How does Earth carry Moon with it, if it can not force Moon to touch it by gravitational force?

Question

Earth's gravitational force is acting on its Moon in such a way that it forces the Moon to rotate round its orbit by centripetal force and carries it while rotating round the Sun by gravitational force. I don't understand why in this condition Moon doesn't come to the Earth while Earth is carrying it through gravitational force to rotate round the Sun?

Answer 1

I think I might understand another facet of your question besides what is addressed in the comments. Let me demonstrate a result in classical mechanics which I think might alleviate your concern.

The result is that

Given a system of particles, the center of mass of the system moves is though it were a point mass acted on by the net external force on the system.

So if you think of the Earth-Moon system as being acted on by a net external force which is simply the gravitational attraction to the Sun (to good approximation), then what's happening is that this entire system is orbiting (essentially freely falling) around the sun.
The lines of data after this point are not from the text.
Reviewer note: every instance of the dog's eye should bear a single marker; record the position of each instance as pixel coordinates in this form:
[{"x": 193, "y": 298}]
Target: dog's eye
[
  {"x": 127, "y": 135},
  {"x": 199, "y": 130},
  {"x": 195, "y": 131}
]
The details of what's happening in the Earth-Moon system itself are described by the first link in the original comments, but for purposes of what's happening to the entire system consisting of the Earth+Moon when it orbits the Sun, the details of the internal interactions don't really matter.

Here is a proof of the statement above:

Consider a system of particles with masses $m_i$ and positions $\mathbf x_i$ as viewed in an inertial frame. Newton's second law tells us that the net force $\mathbf F_i$ on each particle is equal to its mass times its acceleration; $$ \mathbf F_i = m_i \mathbf a_i, \qquad \mathbf a_i = \ddot{\mathbf x}_i $$ Let $\mathbf f_{ij}$ denote the force of particle $j$ on particle $i$, and let us break up the force $\mathbf F_i$ on each particle into the sum of the force $\mathbf F^e_i$ due to interactions external to the system and the net force $\sum_j \mathbf f_{ij}$ due to interactions with all other particles in the system; $$ \mathbf F_i = \mathbf F_i^e + \sum_j \mathbf f_{ij} $$ Combining these two facts, we find that $$ \sum_i m_i\mathbf a_i = \sum_i \mathbf F_i^e + \sum_{ij} \mathbf f_{ij} $$ The last term vanishes by Newton's third law $\mathbf f_{ij} = -\mathbf f_{ji}$. The term on the left of the equality is just $M\ddot {\mathbf R}$ where $M$ is the total mass and $\mathbf R$ is the position of the center of mass of the system. Combining these facts gives $$ M\ddot{\mathbf R} = \sum_i \mathbf F_i^e $$

Answer 2

Gravity is applied to objects even when they don't touch the earth. For example, think about a stone. Toss it in the air, and it comes back down, even though it was in the air, not touching the earth.

The earth's gravity is strong, strong enough to pull on the moon and not let it get away. The moon is about 238,900 miles (384,400 km) from the earth. The moon's gravity, even so far away, is still strong enough to pull on the earth, and cause the tides to rise and fall in the oceans.

Like you said, centripetal force is trying to pull the moon down onto the earth. But centrifugal force is trying to send the moon flying in a straight line and off into space. The two forces are equal, so the moon is caught, orbiting the earth.

The sun is much larger; its gravitational pull has all the planets caught and orbiting it.